The freshness of the legal cannabis industry means that it’s always evolving and growing. One business is working on the next evolution in cannabis grading.

Keirton, a product development firm that makes technology for the cannabis industry, has developed an automated system that utilizes artificial intelligence (AI) to determine not only the potency of cannabis but to visually grade it. According to Jay Evans, CEO of Keirton, it may even be able to smell cannabis soon.

This innovation was born out of the need for a better way to test the quality of cannabis and get consistent results.

“One thing that is apparent in the new cannabis industry is that there is a lot of inconsistency in what is deemed quality,” Evans says. “Right now LPs are using potency, which can create big challenges.”

Evans suggests that a better option might be the grading system used in the illicit market, which uses A to AAAAA to denote the quality of a bud based on potency as well as smell, taste, appearance, and effects.

Once the rest of the world gets involved in the cannabis trade, a consistent grading system will become even more important. To purchase cannabis from a country half-way around the world, the buyer has to rely on the experience of a middleman.

If a universal system was implemented, it would be much easier to trust the quality of the product.

That sounds great, in theory, but how could something like that be implemented?
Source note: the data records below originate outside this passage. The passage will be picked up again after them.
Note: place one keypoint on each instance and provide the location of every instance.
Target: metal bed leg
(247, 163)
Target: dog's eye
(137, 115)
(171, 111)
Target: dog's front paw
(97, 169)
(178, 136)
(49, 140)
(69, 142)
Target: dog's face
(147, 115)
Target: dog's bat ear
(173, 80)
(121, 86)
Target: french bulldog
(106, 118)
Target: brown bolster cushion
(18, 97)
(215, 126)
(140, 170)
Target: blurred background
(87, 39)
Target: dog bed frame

According to Evans, it would simply be added to the already existing automation process. Keirton has developed software using AI, complete with vision systems and “essentially sniffers” that would determine the potency and the visual score of cannabis, then give it a grade. The piece de resistance is the AI, which adapts and learns more with each batch of buds sent through.
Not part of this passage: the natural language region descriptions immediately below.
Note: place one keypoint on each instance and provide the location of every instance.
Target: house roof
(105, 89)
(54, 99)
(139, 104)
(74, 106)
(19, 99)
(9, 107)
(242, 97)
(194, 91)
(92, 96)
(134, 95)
Ideally, producers could grade their own cannabis and gain a myriad of insights for themselves and their consumers. This automation system could give LPs a better understanding of the quality of their cannabis compared to other producers and give them a leg up on troubleshooting issues with their crops. On top of that, the system would help filter out imperfections and inconsistencies.

With a product that easily lends itself to inconsistencies based on growing conditions, automation with a system like this could make sure customers always know what they are going to get.

“Automation is consistent, and any good brand has consistency,” says Evans.